This repository contains my projects for the validation of Bloc 3 of the RNCP certificate. It contains 3 project folders :
-
- Walmart Sales Project (Supervised Machine Learning)
-
- Conversion Rate Project (Supervised Machine Learning)
-
- NorthFace E-Commerce NLP Project (Unsupervised Machine Learning)
See the description for each project below.
Walmart Inc. is an American multinational retail corporation that operates a chain of hypermarkets, discount department stores, and grocery stores from the United States, headquartered in Bentonville, Arkansas. The company was founded by Sam Walton in 1962.
Walmart's marketing service has asked you to build a machine learning model able to estimate the weekly sales in their stores, with the best precision possible on the predictions made. Such a model would help them understand better how the sales are influenced by economic indicators, and might be used to plan future marketing campaigns.
The project can be divided into three steps:
- Part 1 : make an EDA and all the necessary preprocessings to prepare data for machine learning
- Part 2 : train a linear regression model (baseline)
- Part 3 : avoid overfitting by training a regularized regression model
To complete this project:
- Create some visualizations
- Train at least one linear regression model on the dataset, that predicts the amount of weekly sales as a function of the other variables
- Assess the performances of the model by using a metric that is relevant for regression problems
- Interpret the coefficients of the model to identify what features are important for the prediction
- Train at least one model with regularization (Lasso or Ridge) to reduce overfitting
In this project, you will participate to a machine learning competition like the ones that are organized by https://www.kaggle.com/. You will be able to work with jupyter notebooks as usual, but in the end you'll have to submit your model's predictions to your teacher/TA, so your model's performances will be evaluated in an independent way. The scores achieved by the different teams will be stored into a leaderboard 🏅🏅
- In machine learning challenges, the dataset is always separated into to files :
- data_train.csv contains labelled data, which means there are both X (explanatory variables) and Y (the target to be predicted). You will use this file to train your model as usual : make the train/test split, preprocessings, assess performances, try different models, fine-tune hyperparameters etc...

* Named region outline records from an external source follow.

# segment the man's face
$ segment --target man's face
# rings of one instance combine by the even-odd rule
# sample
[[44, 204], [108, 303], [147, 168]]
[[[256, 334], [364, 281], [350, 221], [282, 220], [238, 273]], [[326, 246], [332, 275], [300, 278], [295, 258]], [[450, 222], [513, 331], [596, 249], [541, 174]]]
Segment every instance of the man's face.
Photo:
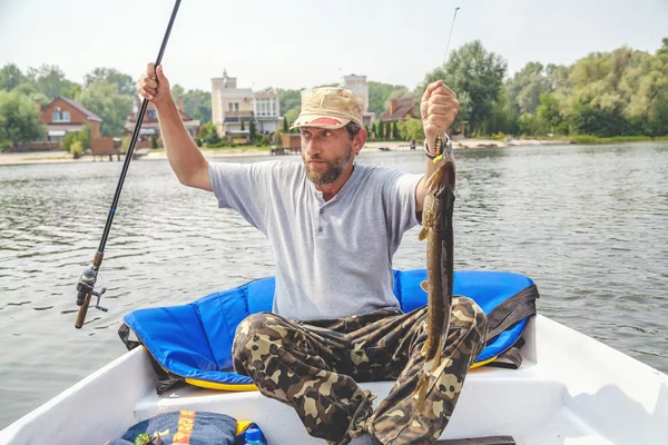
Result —
[[334, 182], [353, 159], [353, 144], [345, 128], [302, 127], [302, 159], [306, 176], [316, 186]]

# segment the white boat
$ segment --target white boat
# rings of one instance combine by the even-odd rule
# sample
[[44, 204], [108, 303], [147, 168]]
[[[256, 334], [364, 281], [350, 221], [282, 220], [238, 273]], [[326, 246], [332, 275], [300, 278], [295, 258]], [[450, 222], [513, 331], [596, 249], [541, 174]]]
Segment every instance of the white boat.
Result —
[[[441, 438], [510, 435], [518, 444], [668, 444], [668, 376], [544, 316], [524, 333], [519, 369], [471, 370]], [[185, 387], [156, 395], [136, 348], [0, 432], [0, 444], [104, 444], [159, 413], [195, 409], [257, 423], [268, 444], [323, 444], [257, 392]], [[379, 398], [392, 383], [366, 383]], [[377, 403], [377, 399], [376, 399]]]

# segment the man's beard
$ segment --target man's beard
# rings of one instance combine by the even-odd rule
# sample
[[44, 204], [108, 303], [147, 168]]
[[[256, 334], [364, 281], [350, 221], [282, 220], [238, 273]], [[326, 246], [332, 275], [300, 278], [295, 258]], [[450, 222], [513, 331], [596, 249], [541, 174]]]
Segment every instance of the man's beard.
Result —
[[348, 142], [347, 149], [338, 158], [326, 160], [323, 159], [320, 155], [315, 155], [313, 158], [311, 158], [311, 160], [324, 161], [327, 165], [327, 168], [324, 171], [318, 171], [315, 169], [315, 167], [311, 166], [306, 161], [306, 156], [304, 155], [304, 150], [302, 150], [302, 160], [304, 160], [306, 176], [316, 186], [332, 184], [336, 179], [341, 178], [341, 175], [343, 175], [343, 170], [345, 170], [351, 159], [353, 159], [353, 144]]

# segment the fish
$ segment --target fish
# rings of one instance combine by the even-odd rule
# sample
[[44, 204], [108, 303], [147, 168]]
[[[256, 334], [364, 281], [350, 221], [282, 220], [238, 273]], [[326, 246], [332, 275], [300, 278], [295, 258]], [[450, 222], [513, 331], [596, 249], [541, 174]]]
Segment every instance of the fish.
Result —
[[448, 333], [450, 326], [454, 267], [454, 162], [449, 158], [428, 179], [422, 208], [419, 239], [426, 239], [426, 281], [421, 286], [428, 294], [428, 325], [426, 342], [422, 349], [424, 367], [420, 372], [415, 389], [419, 411], [422, 411], [426, 397], [429, 374], [441, 363], [443, 333]]

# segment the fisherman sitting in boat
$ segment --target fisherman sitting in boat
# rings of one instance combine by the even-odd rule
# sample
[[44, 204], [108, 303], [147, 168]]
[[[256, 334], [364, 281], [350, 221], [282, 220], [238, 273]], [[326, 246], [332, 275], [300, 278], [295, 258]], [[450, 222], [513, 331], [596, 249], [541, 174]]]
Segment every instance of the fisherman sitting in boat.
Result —
[[[432, 444], [487, 332], [482, 309], [453, 298], [442, 359], [418, 409], [426, 308], [401, 312], [392, 257], [403, 234], [420, 224], [426, 179], [439, 165], [428, 159], [422, 176], [355, 162], [367, 137], [364, 106], [342, 88], [303, 95], [292, 126], [302, 135], [303, 162], [208, 162], [183, 125], [163, 67], [154, 68], [149, 63], [138, 90], [157, 109], [179, 181], [213, 191], [219, 207], [262, 230], [274, 251], [274, 307], [238, 326], [235, 370], [265, 396], [293, 406], [308, 433], [328, 443]], [[426, 88], [428, 154], [458, 107], [442, 81]], [[396, 383], [373, 409], [374, 396], [356, 382], [387, 379]]]

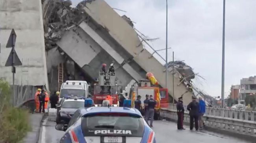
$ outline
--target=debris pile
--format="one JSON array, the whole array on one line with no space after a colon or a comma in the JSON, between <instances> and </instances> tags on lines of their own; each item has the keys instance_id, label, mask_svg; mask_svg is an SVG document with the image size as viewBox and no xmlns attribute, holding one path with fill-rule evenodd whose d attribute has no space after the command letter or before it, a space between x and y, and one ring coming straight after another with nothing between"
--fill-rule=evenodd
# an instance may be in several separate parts
<instances>
[{"instance_id":1,"label":"debris pile","mask_svg":"<svg viewBox=\"0 0 256 143\"><path fill-rule=\"evenodd\" d=\"M60 40L64 32L83 20L82 16L84 14L76 7L71 7L70 0L49 0L44 2L44 27L47 50L58 47L56 43Z\"/></svg>"},{"instance_id":2,"label":"debris pile","mask_svg":"<svg viewBox=\"0 0 256 143\"><path fill-rule=\"evenodd\" d=\"M169 71L172 69L173 63L173 62L170 62L168 63ZM174 61L174 67L175 69L180 72L183 77L186 77L186 80L189 81L195 78L195 74L193 71L193 69L183 61Z\"/></svg>"}]
</instances>

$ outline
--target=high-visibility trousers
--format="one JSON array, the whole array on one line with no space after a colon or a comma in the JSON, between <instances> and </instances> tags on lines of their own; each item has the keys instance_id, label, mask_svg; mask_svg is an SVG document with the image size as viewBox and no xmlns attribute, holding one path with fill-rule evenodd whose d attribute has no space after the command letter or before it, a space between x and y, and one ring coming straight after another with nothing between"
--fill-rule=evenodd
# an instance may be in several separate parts
<instances>
[{"instance_id":1,"label":"high-visibility trousers","mask_svg":"<svg viewBox=\"0 0 256 143\"><path fill-rule=\"evenodd\" d=\"M45 102L45 109L48 109L48 101L46 101Z\"/></svg>"},{"instance_id":2,"label":"high-visibility trousers","mask_svg":"<svg viewBox=\"0 0 256 143\"><path fill-rule=\"evenodd\" d=\"M35 100L35 112L39 112L39 107L40 106L39 100Z\"/></svg>"}]
</instances>

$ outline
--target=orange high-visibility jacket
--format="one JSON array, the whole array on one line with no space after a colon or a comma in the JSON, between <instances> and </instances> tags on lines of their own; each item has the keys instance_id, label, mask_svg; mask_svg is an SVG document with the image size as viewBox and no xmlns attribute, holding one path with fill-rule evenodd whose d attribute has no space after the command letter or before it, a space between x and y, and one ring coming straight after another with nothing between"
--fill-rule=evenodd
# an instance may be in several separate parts
<instances>
[{"instance_id":1,"label":"orange high-visibility jacket","mask_svg":"<svg viewBox=\"0 0 256 143\"><path fill-rule=\"evenodd\" d=\"M49 97L49 94L47 92L45 92L45 102L48 102L50 100L50 97Z\"/></svg>"},{"instance_id":2,"label":"orange high-visibility jacket","mask_svg":"<svg viewBox=\"0 0 256 143\"><path fill-rule=\"evenodd\" d=\"M113 102L113 98L112 98L112 97L111 96L110 96L109 95L107 96L107 97L106 97L106 99L105 100L106 100L109 101L109 104L111 105L112 105L112 104Z\"/></svg>"}]
</instances>

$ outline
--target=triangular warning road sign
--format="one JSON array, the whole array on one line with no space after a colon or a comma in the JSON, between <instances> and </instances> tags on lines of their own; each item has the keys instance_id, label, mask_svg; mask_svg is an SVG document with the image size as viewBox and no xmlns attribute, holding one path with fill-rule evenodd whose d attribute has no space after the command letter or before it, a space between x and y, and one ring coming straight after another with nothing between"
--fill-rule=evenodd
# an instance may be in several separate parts
<instances>
[{"instance_id":1,"label":"triangular warning road sign","mask_svg":"<svg viewBox=\"0 0 256 143\"><path fill-rule=\"evenodd\" d=\"M7 61L6 63L6 67L11 66L12 63L12 56L11 54L11 50L9 54L9 56L8 57L8 59L7 59ZM14 56L14 65L22 65L22 63L20 60L20 59L19 58L16 52L14 50L14 53L13 54L13 56Z\"/></svg>"},{"instance_id":2,"label":"triangular warning road sign","mask_svg":"<svg viewBox=\"0 0 256 143\"><path fill-rule=\"evenodd\" d=\"M12 41L13 35L14 38L13 43ZM14 29L12 29L10 36L9 36L9 39L8 40L7 44L6 44L6 48L11 48L13 47L13 46L15 45L15 43L16 42L16 37L17 37L16 33L15 33Z\"/></svg>"}]
</instances>

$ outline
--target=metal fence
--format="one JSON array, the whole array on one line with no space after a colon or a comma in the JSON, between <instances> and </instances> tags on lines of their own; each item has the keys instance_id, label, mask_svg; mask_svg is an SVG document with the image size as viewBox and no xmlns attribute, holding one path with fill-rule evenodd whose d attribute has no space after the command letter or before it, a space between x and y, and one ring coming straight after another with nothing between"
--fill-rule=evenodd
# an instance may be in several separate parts
<instances>
[{"instance_id":1,"label":"metal fence","mask_svg":"<svg viewBox=\"0 0 256 143\"><path fill-rule=\"evenodd\" d=\"M163 118L173 120L178 119L176 110L171 109L161 109L160 116ZM204 116L204 120L207 127L245 134L256 138L256 121L207 114ZM189 123L189 112L186 111L184 116L184 122Z\"/></svg>"},{"instance_id":2,"label":"metal fence","mask_svg":"<svg viewBox=\"0 0 256 143\"><path fill-rule=\"evenodd\" d=\"M12 88L12 86L11 88ZM26 101L34 99L37 91L37 88L32 85L15 85L14 88L15 96L11 99L12 101L14 100L15 106L20 106Z\"/></svg>"}]
</instances>

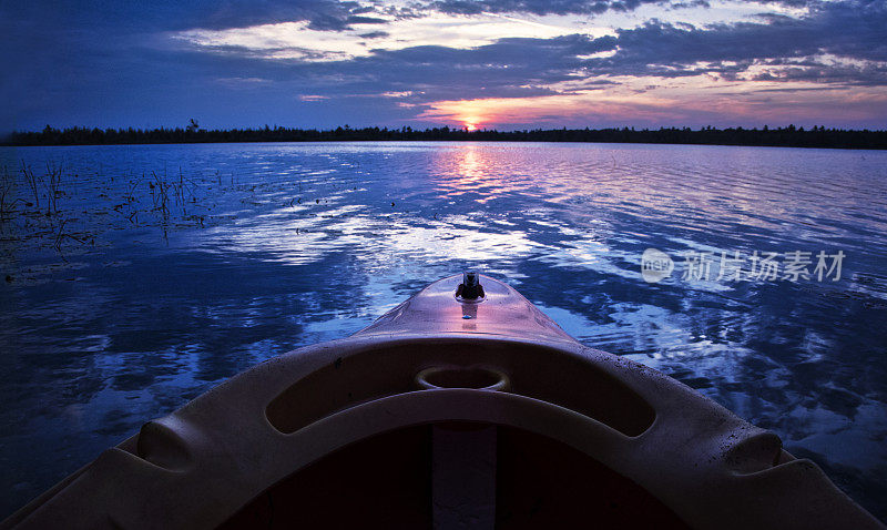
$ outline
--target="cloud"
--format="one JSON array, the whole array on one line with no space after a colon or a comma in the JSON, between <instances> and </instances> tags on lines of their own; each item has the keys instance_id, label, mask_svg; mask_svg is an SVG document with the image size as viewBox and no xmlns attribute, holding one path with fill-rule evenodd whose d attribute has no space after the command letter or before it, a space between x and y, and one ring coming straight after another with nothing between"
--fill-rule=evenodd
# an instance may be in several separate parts
<instances>
[{"instance_id":1,"label":"cloud","mask_svg":"<svg viewBox=\"0 0 887 530\"><path fill-rule=\"evenodd\" d=\"M681 4L699 9L701 2ZM731 6L712 1L712 11ZM162 0L116 10L99 2L59 1L52 9L3 2L0 94L17 103L0 111L0 126L84 118L163 123L195 111L218 116L220 126L233 120L315 125L318 116L386 123L468 112L459 101L506 118L509 102L538 108L527 115L553 121L629 109L644 120L708 119L687 98L707 101L712 116L741 115L714 96L727 86L746 100L769 91L754 109L771 105L773 115L791 102L797 112L814 112L802 104L814 101L816 91L807 89L827 88L820 93L853 109L870 101L870 119L883 122L884 105L869 90L887 85L883 1L762 2L754 17L743 6L745 14L733 20L713 14L715 21L680 23L667 11L679 3L653 0ZM613 14L632 10L660 19ZM606 28L605 20L622 26Z\"/></svg>"}]
</instances>

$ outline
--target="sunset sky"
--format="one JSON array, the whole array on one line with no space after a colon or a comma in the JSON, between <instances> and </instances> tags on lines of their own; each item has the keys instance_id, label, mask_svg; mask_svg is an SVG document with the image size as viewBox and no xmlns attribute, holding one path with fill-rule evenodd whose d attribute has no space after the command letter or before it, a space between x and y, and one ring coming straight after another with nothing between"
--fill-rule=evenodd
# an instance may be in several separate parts
<instances>
[{"instance_id":1,"label":"sunset sky","mask_svg":"<svg viewBox=\"0 0 887 530\"><path fill-rule=\"evenodd\" d=\"M884 0L0 2L0 132L887 129Z\"/></svg>"}]
</instances>

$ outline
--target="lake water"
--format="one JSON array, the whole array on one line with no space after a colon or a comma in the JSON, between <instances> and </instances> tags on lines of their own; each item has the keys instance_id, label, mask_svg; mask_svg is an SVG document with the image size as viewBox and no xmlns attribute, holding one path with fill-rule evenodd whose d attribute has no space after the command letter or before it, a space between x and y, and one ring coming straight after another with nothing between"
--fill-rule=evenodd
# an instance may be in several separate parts
<instances>
[{"instance_id":1,"label":"lake water","mask_svg":"<svg viewBox=\"0 0 887 530\"><path fill-rule=\"evenodd\" d=\"M887 152L2 147L0 176L0 516L225 378L475 267L774 430L887 519ZM671 276L644 281L646 248ZM810 276L793 282L797 251ZM775 278L751 274L755 252Z\"/></svg>"}]
</instances>

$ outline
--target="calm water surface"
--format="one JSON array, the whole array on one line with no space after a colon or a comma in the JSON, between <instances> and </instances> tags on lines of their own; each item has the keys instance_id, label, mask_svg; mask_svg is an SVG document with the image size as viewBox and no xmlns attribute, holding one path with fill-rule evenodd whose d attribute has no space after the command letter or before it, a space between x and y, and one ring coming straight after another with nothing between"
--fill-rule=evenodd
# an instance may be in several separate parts
<instances>
[{"instance_id":1,"label":"calm water surface","mask_svg":"<svg viewBox=\"0 0 887 530\"><path fill-rule=\"evenodd\" d=\"M774 430L887 519L885 152L215 144L0 149L2 166L0 516L471 266ZM649 247L676 263L659 284ZM836 282L682 277L681 256L722 251L846 257Z\"/></svg>"}]
</instances>

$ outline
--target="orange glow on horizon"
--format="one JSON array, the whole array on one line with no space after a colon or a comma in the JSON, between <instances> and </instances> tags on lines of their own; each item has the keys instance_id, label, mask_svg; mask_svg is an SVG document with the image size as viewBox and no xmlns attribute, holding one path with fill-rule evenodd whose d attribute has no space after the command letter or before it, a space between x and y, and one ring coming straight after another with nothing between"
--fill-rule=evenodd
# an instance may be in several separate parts
<instances>
[{"instance_id":1,"label":"orange glow on horizon","mask_svg":"<svg viewBox=\"0 0 887 530\"><path fill-rule=\"evenodd\" d=\"M804 90L807 84L792 88ZM755 90L762 90L755 94ZM468 131L511 123L560 126L565 119L574 122L642 123L673 125L711 119L721 121L781 122L807 115L813 121L828 121L837 103L849 118L864 119L873 101L886 101L871 89L832 89L827 91L776 93L763 89L785 90L784 85L738 83L725 86L683 82L654 90L611 89L577 91L527 98L478 98L442 100L425 103L418 119L456 121ZM692 95L692 98L691 98ZM774 101L782 103L774 109Z\"/></svg>"}]
</instances>

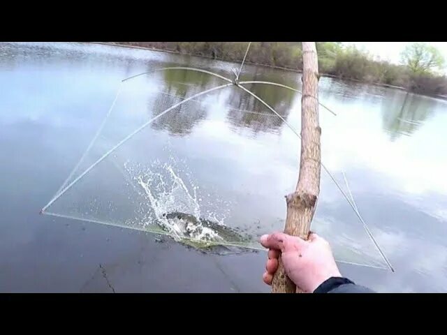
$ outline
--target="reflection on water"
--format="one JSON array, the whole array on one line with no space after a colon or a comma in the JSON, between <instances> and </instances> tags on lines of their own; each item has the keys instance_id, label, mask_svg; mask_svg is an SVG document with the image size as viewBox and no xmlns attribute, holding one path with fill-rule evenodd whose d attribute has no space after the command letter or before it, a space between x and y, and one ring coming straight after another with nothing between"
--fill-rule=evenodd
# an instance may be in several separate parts
<instances>
[{"instance_id":1,"label":"reflection on water","mask_svg":"<svg viewBox=\"0 0 447 335\"><path fill-rule=\"evenodd\" d=\"M400 135L411 135L430 116L437 104L434 99L400 93L395 91L382 103L383 127L390 133L392 140Z\"/></svg>"},{"instance_id":2,"label":"reflection on water","mask_svg":"<svg viewBox=\"0 0 447 335\"><path fill-rule=\"evenodd\" d=\"M87 225L87 230L80 228L78 232L80 226L74 221L63 221L70 223L66 226L61 219L53 221L36 213L88 146L122 79L173 65L230 77L235 65L81 43L4 43L0 44L0 148L8 158L0 166L4 183L0 189L3 216L0 263L4 270L0 288L98 290L91 283L107 285L105 271L117 292L120 285L131 288L144 276L146 278L138 284L140 290L200 291L206 287L213 291L229 285L210 258L199 258L177 246L161 248L146 238L139 241L128 233L94 225ZM108 138L119 140L165 106L221 82L202 73L178 70L138 80L129 81L129 89L117 101L117 114L111 116L115 126L106 127ZM297 73L256 66L244 67L241 80L273 81L300 89ZM299 94L261 84L247 88L299 128ZM322 158L339 181L342 172L346 174L359 211L396 269L395 274L388 274L342 265L343 273L381 291L447 290L447 181L444 178L447 160L443 154L447 152L447 103L331 78L321 80L320 98L337 113L333 117L321 109ZM146 162L166 158L161 148L170 143L175 156L187 162L204 192L214 187L219 198L231 201L226 222L254 233L281 228L285 215L282 196L293 190L298 178L296 136L240 90L226 89L197 100L172 111L169 117L157 119L133 141L137 145L126 147L132 150L117 152L114 159L122 163L138 157L145 157ZM93 178L80 183L86 191L80 201L86 206L98 202L96 195L104 185L110 189L105 199L118 201L122 204L118 209L124 208L127 195L114 194L119 193L116 190L120 188L126 189L125 181L117 179L122 174L110 168L115 165L101 166L92 171ZM103 204L108 206L107 202ZM72 205L73 210L79 209ZM120 211L117 208L108 211L110 219ZM126 216L126 211L121 216ZM366 250L368 241L364 240L361 225L324 174L313 228L334 245L343 246L342 252L347 250L360 258L375 252ZM107 242L108 234L115 235L115 243ZM147 253L159 260L156 267L148 265L144 274L145 267L139 264L119 261L127 251L129 255L138 254L142 244L149 245ZM36 260L32 255L38 254ZM264 258L262 253L232 258L232 264L238 265L228 265L225 271L239 274L235 280L244 288L242 290L266 292L268 288L258 286ZM182 268L187 283L180 278L168 279L172 277L170 271L189 262L199 269ZM103 266L105 270L98 268L99 264L106 265ZM109 264L115 267L112 276ZM259 265L259 269L249 270L251 265ZM231 266L239 267L231 270ZM196 273L212 276L211 282L220 281L219 286L198 279ZM152 286L147 289L147 285Z\"/></svg>"}]
</instances>

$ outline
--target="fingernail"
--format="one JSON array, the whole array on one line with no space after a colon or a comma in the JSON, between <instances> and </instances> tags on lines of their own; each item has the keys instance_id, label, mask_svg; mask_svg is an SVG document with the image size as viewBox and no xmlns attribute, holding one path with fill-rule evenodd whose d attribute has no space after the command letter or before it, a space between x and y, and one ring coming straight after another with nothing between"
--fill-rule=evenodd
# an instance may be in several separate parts
<instances>
[{"instance_id":1,"label":"fingernail","mask_svg":"<svg viewBox=\"0 0 447 335\"><path fill-rule=\"evenodd\" d=\"M265 234L261 237L261 239L259 239L259 240L261 241L261 243L264 244L267 243L267 239L268 239L268 234Z\"/></svg>"}]
</instances>

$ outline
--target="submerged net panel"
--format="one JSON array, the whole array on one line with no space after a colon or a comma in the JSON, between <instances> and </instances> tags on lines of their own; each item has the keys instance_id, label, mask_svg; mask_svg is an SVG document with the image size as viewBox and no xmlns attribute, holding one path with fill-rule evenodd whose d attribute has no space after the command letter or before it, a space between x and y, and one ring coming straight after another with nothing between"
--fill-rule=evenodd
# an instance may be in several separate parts
<instances>
[{"instance_id":1,"label":"submerged net panel","mask_svg":"<svg viewBox=\"0 0 447 335\"><path fill-rule=\"evenodd\" d=\"M61 188L64 193L45 213L165 234L195 246L263 250L259 237L284 228L283 195L294 190L300 140L277 115L234 86L163 114L222 84L206 74L178 71L122 84L97 136ZM298 131L296 92L280 89L274 94L265 85L247 88ZM321 184L322 189L335 187L323 174ZM323 194L321 198L312 230L330 241L336 258L383 267L361 225L353 223L355 215L352 222L341 220L325 204ZM348 204L344 209L349 210Z\"/></svg>"}]
</instances>

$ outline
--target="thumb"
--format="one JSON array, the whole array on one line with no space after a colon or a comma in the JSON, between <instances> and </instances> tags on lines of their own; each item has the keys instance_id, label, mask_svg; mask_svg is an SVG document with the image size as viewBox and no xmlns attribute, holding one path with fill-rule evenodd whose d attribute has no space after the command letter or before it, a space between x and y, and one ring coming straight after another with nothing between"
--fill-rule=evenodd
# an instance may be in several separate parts
<instances>
[{"instance_id":1,"label":"thumb","mask_svg":"<svg viewBox=\"0 0 447 335\"><path fill-rule=\"evenodd\" d=\"M284 251L286 241L290 237L284 232L274 232L261 237L261 244L265 248Z\"/></svg>"}]
</instances>

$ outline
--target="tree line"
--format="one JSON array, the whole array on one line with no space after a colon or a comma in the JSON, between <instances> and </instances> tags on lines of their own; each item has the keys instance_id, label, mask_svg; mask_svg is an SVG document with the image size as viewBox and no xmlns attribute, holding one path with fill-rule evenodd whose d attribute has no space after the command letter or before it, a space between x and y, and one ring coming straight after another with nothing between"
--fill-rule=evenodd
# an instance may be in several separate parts
<instances>
[{"instance_id":1,"label":"tree line","mask_svg":"<svg viewBox=\"0 0 447 335\"><path fill-rule=\"evenodd\" d=\"M151 49L240 62L244 42L115 42ZM339 42L318 42L320 73L342 79L404 87L432 96L447 95L447 78L440 74L445 60L434 47L424 43L409 44L401 54L400 64L377 60L356 46ZM302 70L300 42L253 42L246 62Z\"/></svg>"}]
</instances>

- data_test.csv contains "new" examples that have not be used to train the model, in the same format as in data_train.csv but it is unlabeled, which means the target Y has been removed from the file. Once you've trained a model, you will use data_test.csv to make some predictions that you will send to the organizing team. They will then be able to assess the performances of your model in an independent way, by preventing cheating 🤸
- Your model's predictions will be compared to the true labels and releases a leaderboard where the scores of all the teams around the world are stored
- All the participants are informed about the metric that will be used to assess the scores. You have to make sure you're using the same metric to evaluate your train/test performances !
www.datascienceweekly.org is a famous newsletter curated by independent data scientists. Anyone can register his/her e-mail address on this website to receive weekly news about data science and its applications !
The data scientists who created the newsletter would like to understand better the behaviour of the users visiting their website. They would like to know if it's possible to build a model that predicts if a given user will subscribe to the newsletter, by using just a few information about the user. They would like to analyze the parameters of the model to highlight features that are important to explain the behaviour of the users, and maybe discover a new lever for action to improve the newsletter's conversion rate.
They designed a competition aiming at building a model that allows to predict the conversions (i.e. when a user will subscribe to the newsletter). To do so, they open-sourced a dataset containing some data about the traffic on their website. To assess the rankings of the different competing teams, they decided to use the f1-score.
The project can be cut into four steps :
- Part 1 : make an EDA and the preprocessings and train a baseline model with the file data_train.csv
- Part 2 : improve your model's f1-score on your test set (you can try feature engineering, feature selection, regularization, non-linear models, hyperparameter optimization by grid search, etc...)
- Part 3 : Once you're satisfied with your model's score, you can use it to make some predictions with the file data_test.csv. You will have to dump the predictions into a .csv file that will be sent to Kaggle (actually, to your teacher/TA 🤓). You can make as many submissions as you want, feel free to try different models !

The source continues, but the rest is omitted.